In 1870 a twenty-six-year-old Paiute, Sarah Winnemucca, wrote to an army officer requesting that Paiutes be given a chance to settle and farm their ancestral land in Oregon Country. The eloquence of her letter was such that it made its way into Harper’s Weekly. Ten years later, as her people languished in confinement as a result of the Bannock War, she convinced Secretary of the Interior Carl Schurz to grant the requests in her letter and to free the Paiutes as well.
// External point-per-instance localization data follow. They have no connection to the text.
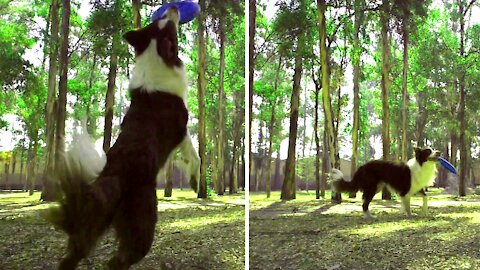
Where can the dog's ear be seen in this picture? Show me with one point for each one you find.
(138, 39)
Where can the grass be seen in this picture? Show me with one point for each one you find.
(314, 234)
(191, 234)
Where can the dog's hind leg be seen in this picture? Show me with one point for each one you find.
(406, 205)
(367, 198)
(192, 159)
(79, 246)
(135, 227)
(425, 201)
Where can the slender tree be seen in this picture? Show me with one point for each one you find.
(201, 89)
(385, 85)
(62, 85)
(49, 191)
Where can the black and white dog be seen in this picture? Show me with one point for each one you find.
(406, 179)
(122, 193)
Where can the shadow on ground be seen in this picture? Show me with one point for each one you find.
(203, 237)
(316, 234)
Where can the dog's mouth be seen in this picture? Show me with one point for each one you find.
(434, 156)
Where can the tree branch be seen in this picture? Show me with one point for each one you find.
(468, 7)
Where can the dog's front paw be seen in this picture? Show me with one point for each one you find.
(369, 216)
(410, 215)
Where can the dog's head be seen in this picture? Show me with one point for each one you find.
(158, 38)
(426, 154)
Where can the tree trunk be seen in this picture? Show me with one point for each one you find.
(384, 13)
(251, 70)
(359, 17)
(221, 124)
(289, 188)
(326, 102)
(21, 166)
(404, 156)
(201, 84)
(110, 96)
(271, 132)
(168, 178)
(137, 20)
(461, 81)
(421, 118)
(49, 192)
(325, 164)
(62, 85)
(239, 113)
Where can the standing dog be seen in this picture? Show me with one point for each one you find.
(123, 194)
(406, 179)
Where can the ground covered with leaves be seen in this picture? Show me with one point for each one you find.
(190, 234)
(314, 234)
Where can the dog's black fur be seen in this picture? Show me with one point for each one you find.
(374, 175)
(124, 193)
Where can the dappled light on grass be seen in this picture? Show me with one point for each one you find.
(204, 234)
(329, 236)
(383, 229)
(213, 219)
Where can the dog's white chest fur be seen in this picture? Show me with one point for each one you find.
(152, 74)
(422, 176)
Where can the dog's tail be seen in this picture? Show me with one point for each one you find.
(80, 201)
(339, 184)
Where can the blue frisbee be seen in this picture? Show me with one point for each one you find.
(447, 165)
(188, 10)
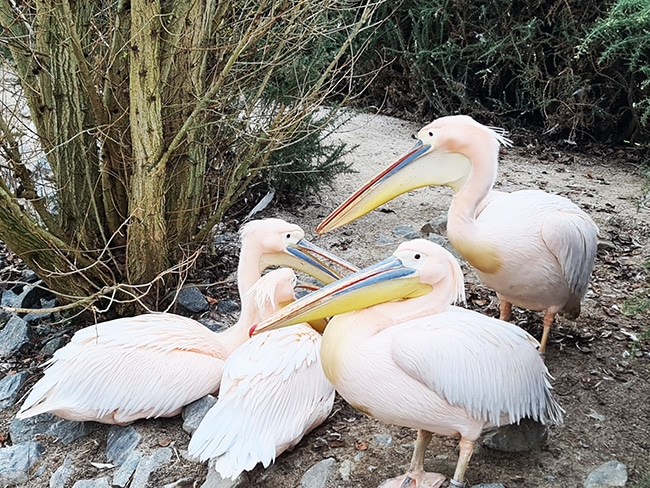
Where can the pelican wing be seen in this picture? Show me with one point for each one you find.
(136, 367)
(487, 366)
(571, 236)
(273, 392)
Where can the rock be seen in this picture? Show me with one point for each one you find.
(121, 442)
(18, 461)
(192, 300)
(437, 225)
(608, 475)
(382, 440)
(525, 436)
(10, 385)
(53, 345)
(13, 336)
(123, 474)
(62, 473)
(228, 306)
(214, 480)
(65, 431)
(318, 475)
(345, 469)
(195, 411)
(10, 299)
(384, 241)
(182, 483)
(97, 483)
(149, 464)
(405, 232)
(213, 325)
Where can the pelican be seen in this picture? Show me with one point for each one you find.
(273, 392)
(152, 365)
(535, 249)
(417, 361)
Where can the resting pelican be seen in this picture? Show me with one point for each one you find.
(420, 362)
(273, 392)
(535, 249)
(152, 365)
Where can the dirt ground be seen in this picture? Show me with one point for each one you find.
(603, 388)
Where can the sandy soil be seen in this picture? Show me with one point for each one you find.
(603, 389)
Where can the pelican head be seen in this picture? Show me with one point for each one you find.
(280, 243)
(442, 156)
(417, 268)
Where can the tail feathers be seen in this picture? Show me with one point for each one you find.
(232, 450)
(244, 458)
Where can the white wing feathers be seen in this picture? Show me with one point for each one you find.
(465, 365)
(571, 236)
(273, 392)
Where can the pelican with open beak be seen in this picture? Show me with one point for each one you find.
(534, 248)
(397, 350)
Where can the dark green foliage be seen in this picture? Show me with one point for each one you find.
(577, 68)
(618, 47)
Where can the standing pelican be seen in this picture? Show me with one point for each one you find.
(273, 392)
(152, 365)
(420, 362)
(535, 249)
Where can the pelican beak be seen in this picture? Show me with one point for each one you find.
(399, 177)
(308, 258)
(383, 282)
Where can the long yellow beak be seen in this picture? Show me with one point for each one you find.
(399, 177)
(382, 282)
(306, 257)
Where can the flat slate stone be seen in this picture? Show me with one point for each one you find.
(66, 431)
(17, 462)
(13, 336)
(10, 385)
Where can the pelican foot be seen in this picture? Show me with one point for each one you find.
(415, 480)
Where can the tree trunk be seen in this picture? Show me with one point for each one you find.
(147, 230)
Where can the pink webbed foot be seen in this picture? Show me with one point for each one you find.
(415, 480)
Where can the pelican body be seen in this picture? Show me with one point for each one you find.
(397, 350)
(152, 365)
(535, 249)
(272, 393)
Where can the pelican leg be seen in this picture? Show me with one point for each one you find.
(505, 310)
(466, 449)
(416, 477)
(549, 317)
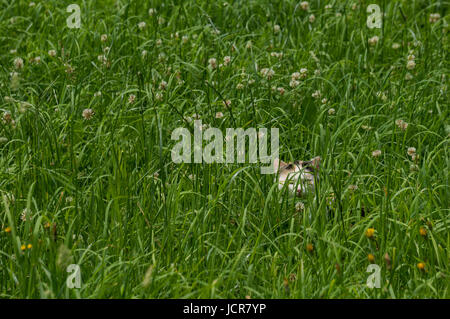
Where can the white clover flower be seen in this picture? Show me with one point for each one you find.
(401, 124)
(219, 115)
(227, 103)
(163, 85)
(142, 25)
(267, 73)
(88, 114)
(411, 64)
(316, 94)
(37, 60)
(373, 40)
(304, 5)
(411, 151)
(299, 207)
(18, 63)
(434, 17)
(376, 153)
(303, 72)
(213, 63)
(294, 83)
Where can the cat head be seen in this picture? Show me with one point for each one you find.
(299, 175)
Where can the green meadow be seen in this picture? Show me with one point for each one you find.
(87, 179)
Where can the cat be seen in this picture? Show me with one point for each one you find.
(300, 175)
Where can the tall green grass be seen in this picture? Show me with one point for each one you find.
(223, 230)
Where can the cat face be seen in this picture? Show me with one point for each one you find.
(299, 175)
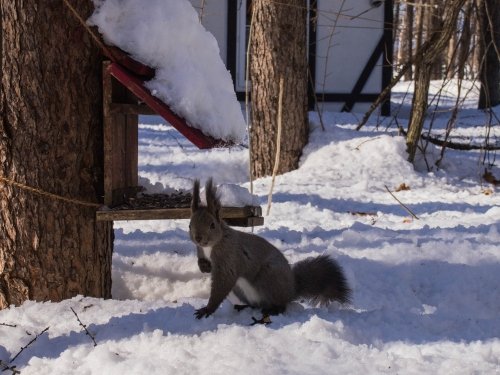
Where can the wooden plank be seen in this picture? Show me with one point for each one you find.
(174, 213)
(131, 109)
(196, 136)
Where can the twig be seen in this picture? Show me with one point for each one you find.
(202, 10)
(84, 327)
(402, 205)
(6, 367)
(89, 30)
(454, 145)
(28, 344)
(278, 147)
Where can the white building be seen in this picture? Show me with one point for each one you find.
(350, 47)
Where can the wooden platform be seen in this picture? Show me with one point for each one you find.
(234, 216)
(124, 98)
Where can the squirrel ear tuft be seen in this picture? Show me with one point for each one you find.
(195, 200)
(213, 202)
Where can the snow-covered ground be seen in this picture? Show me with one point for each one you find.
(426, 291)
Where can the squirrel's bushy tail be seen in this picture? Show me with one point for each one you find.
(321, 280)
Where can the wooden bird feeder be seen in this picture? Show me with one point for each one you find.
(125, 97)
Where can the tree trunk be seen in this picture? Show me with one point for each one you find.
(51, 139)
(278, 49)
(490, 68)
(436, 44)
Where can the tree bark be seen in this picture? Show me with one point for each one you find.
(437, 43)
(278, 49)
(50, 139)
(489, 76)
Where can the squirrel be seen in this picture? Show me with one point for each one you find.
(252, 269)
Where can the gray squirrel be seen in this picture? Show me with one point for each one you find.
(252, 269)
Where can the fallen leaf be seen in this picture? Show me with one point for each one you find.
(402, 187)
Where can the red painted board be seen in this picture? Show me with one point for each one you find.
(136, 86)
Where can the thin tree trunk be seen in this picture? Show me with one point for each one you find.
(50, 139)
(437, 42)
(490, 68)
(278, 49)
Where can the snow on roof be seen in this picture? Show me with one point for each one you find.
(190, 75)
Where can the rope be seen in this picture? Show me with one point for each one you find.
(47, 194)
(89, 30)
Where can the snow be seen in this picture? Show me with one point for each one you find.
(190, 75)
(425, 290)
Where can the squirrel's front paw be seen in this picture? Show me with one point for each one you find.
(204, 312)
(204, 265)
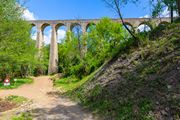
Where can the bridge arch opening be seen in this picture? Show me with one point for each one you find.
(61, 30)
(144, 27)
(34, 32)
(76, 29)
(90, 27)
(46, 30)
(129, 26)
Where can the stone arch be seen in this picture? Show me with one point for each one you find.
(89, 24)
(43, 26)
(59, 25)
(76, 29)
(34, 31)
(163, 23)
(147, 26)
(46, 34)
(75, 24)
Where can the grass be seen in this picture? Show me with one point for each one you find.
(72, 83)
(16, 99)
(17, 83)
(22, 116)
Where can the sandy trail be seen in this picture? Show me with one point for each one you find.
(48, 107)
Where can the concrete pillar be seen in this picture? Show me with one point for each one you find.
(39, 40)
(53, 60)
(84, 33)
(68, 27)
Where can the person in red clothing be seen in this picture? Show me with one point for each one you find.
(7, 81)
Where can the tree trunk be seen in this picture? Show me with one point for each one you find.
(171, 10)
(178, 6)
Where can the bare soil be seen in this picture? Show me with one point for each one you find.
(46, 104)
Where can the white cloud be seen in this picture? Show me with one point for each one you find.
(28, 15)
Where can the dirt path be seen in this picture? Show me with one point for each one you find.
(48, 107)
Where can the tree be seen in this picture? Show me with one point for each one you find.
(178, 6)
(115, 5)
(17, 50)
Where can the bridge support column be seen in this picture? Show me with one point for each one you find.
(39, 40)
(53, 60)
(84, 50)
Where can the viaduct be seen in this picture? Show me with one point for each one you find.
(134, 23)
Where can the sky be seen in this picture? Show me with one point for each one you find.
(79, 9)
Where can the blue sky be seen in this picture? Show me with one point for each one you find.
(83, 9)
(78, 9)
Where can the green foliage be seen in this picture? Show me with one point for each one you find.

Schurz’s decision unleashed a furious campaign of disinformation by the Bureau of Indian Affairs, cattlemen, and settlers, overturning Schurz’s decision, sweeping truth aside, and falsely branding Paiute chief Egan as instigator of the war.

To this day histories of the Paiutes appear to be unanimous in their mistaken claim that Egan led his Paiutes into the Bannock War. Indian agents’ betrayal of the people they were paid to protect saddled Paiutes with responsibility for a war that most opposed and that led to U.S. misappropriation of their land, their only source of life’s necessities. With neither land nor reservation, Paiutes were driven more deeply into poverty and disease than any other Natives of that era. In Northern Paiutes of the Malheur David H. Wilson Jr. pulls back the curtain to reveal what government officials hid-exposing the full jarring injustice and, after 140 years, recounting the Paiutes’ true and proud history for the first time.
 
David H. Wilson Jr. grew up in Northern Ohio, but after months of canoeing in far northern Canada he left Ohio for the readily accessible wilderness of Oregon. He practiced employment law for thirty-five years and taught law as an adjunct at three law schools. Decades of exploring the mountains and waters east of the Cascade Mountains sparked a curiosity about those who preceded him to this remarkable land. The result, eight years later, is Northern Paiutes of the Malheur.